Renovate & repositionForecast — not a guarantee
Alona apart-hotel renovation: pool + solar → rent, then sell
Alona, Panglao, Bohol
Buy a dated 8-unit apart-hotel, add a pool and solar, reposition to short-term rental, sell in year 5.
Scenario: acquire an underperforming 8-unit apart-hotel near Alona, renovate interiors, add a compact pool and rooftop solar (cuts utility opex ~30%), relaunch on OTA channels. Forecast assumes repositioning lifts ADR and occupancy to market averages. Exit: sale to a hospitality investor in year 5. Risks: renovation overruns, seasonality, competition from new condo supply.

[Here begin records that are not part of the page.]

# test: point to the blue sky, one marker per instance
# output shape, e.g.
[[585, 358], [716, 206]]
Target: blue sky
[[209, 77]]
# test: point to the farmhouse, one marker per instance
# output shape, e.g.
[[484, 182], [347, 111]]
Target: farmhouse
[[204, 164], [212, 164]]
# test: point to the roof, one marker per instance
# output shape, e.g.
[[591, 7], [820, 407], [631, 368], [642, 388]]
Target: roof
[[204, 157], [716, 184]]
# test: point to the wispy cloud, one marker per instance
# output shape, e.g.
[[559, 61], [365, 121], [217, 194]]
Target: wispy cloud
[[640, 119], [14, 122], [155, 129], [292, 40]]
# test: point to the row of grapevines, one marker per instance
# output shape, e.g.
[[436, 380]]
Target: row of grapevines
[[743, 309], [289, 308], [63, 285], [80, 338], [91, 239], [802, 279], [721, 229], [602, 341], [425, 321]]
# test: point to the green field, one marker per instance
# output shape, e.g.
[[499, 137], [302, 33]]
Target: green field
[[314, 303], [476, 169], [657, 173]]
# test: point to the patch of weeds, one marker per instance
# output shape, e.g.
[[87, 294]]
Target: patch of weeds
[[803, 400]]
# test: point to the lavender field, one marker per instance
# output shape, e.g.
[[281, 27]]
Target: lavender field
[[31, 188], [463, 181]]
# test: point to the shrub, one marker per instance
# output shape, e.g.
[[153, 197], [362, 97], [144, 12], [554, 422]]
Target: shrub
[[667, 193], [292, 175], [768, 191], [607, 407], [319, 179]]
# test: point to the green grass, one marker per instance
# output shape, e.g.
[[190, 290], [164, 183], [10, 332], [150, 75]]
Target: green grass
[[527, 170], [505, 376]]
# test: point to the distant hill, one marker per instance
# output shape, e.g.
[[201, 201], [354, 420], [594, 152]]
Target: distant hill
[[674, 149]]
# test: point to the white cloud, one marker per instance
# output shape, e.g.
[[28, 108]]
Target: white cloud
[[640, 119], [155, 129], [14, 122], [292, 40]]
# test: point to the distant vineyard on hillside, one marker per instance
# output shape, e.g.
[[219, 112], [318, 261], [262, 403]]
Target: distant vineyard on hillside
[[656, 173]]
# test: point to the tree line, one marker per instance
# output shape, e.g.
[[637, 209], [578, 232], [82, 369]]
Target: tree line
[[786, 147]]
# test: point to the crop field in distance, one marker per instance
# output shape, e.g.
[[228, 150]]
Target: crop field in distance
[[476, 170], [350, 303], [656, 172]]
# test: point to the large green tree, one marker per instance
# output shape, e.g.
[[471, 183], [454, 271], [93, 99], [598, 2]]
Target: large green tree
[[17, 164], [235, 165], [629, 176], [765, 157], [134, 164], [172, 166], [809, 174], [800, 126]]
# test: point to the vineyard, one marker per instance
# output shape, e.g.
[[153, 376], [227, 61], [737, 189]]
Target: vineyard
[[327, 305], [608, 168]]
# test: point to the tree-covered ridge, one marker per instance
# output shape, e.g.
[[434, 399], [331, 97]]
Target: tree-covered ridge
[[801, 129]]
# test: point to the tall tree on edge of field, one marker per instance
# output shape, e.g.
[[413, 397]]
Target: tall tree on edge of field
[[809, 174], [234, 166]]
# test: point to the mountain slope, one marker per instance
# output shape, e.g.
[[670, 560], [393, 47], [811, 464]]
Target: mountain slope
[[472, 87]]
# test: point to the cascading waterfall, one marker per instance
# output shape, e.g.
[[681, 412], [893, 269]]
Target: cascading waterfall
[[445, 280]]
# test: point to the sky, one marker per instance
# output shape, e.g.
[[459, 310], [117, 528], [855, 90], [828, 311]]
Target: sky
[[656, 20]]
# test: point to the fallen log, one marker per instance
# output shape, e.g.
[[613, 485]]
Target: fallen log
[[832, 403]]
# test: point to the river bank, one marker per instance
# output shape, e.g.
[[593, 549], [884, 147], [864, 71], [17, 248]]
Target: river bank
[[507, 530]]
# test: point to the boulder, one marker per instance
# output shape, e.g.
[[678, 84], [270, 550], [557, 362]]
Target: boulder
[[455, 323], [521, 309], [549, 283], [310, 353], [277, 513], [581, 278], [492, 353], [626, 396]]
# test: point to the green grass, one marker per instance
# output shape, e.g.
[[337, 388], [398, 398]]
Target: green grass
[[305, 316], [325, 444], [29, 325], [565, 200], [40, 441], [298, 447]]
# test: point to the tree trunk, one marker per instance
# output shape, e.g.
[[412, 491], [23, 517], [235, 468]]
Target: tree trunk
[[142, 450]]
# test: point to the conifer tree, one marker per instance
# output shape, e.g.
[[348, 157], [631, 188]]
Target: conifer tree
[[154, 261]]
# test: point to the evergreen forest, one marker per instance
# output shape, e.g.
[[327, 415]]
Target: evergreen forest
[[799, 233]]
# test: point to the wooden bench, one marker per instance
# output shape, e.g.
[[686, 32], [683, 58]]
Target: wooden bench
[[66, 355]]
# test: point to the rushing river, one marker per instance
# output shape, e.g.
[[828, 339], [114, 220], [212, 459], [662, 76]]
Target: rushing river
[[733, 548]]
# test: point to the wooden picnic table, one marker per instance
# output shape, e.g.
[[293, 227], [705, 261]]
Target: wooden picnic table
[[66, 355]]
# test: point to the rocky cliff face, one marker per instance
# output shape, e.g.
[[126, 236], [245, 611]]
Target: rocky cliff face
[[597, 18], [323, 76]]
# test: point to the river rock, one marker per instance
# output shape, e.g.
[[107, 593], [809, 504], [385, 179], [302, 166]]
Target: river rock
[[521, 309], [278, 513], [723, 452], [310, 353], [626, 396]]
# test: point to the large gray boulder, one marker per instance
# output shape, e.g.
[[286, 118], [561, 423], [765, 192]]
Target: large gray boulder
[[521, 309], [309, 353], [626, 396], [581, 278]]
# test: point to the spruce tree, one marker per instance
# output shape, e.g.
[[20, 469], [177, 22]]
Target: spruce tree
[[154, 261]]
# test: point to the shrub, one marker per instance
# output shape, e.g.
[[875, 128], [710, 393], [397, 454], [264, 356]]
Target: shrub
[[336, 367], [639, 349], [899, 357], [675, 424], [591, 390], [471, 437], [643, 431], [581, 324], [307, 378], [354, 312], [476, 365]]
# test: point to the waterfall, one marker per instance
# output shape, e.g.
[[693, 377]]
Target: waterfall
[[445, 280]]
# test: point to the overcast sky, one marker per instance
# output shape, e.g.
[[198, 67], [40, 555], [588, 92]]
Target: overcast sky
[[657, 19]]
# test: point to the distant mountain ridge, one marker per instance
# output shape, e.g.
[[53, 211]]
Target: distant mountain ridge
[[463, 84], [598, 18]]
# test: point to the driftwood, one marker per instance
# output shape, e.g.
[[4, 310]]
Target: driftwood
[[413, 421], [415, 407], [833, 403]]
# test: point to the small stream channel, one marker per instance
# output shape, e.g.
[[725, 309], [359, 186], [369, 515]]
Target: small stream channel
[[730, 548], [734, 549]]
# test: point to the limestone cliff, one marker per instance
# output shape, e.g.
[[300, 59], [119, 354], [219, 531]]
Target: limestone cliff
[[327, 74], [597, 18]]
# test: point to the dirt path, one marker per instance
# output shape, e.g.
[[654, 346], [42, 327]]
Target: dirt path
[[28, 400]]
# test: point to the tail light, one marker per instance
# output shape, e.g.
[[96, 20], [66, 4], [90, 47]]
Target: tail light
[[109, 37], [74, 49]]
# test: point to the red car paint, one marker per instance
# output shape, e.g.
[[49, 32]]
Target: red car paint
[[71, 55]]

Financial model (forecast)
- Purchase
- $380,000
- Capex
- $140,000
- Total investment
- $520,000
- Income, year 1
- $130,000 /yr
- Operating expenses
- $55,000 /yr
- Income growth
- 5% /yr
- Horizon
- 5 years
- Exit value (forecast)
- $720,000
Cash flow by year (forecast)
| Year | Income | Expenses | Net | Cumulative |
|---|---|---|---|---|
| 1 | $130,000 | −$55,000 | $75,000 | $75,000 |
| 2 | $136,500 | −$55,000 | $81,500 | $156,500 |
| 3 | $143,325 | −$55,000 | $88,325 | $244,825 |
| 4 | $150,491 | −$55,000 | $95,491 | $340,316 |
| 5 | $158,016 | −$55,000 | $103,016 | $443,332 |
| Exit (sale, year 5) — forecast | $720,000 | |||
Assumptions & sources
- Post-renovation ADR uplift:+35% vs current— Comparable set (illustrative) (as of 2026-06)
- Solar opex saving:-30% utilities— EPC proposal (illustrative) (as of 2026-03)
- Exit cap rate:9% (forecast)— Broker guidance (illustrative) (as of 2026-05)
This model is a forecast based on the assumptions listed above; actual results will differ. Nothing on this page is investment advice or an offer. Verify all figures, titles and permits during independent due diligence before committing capital.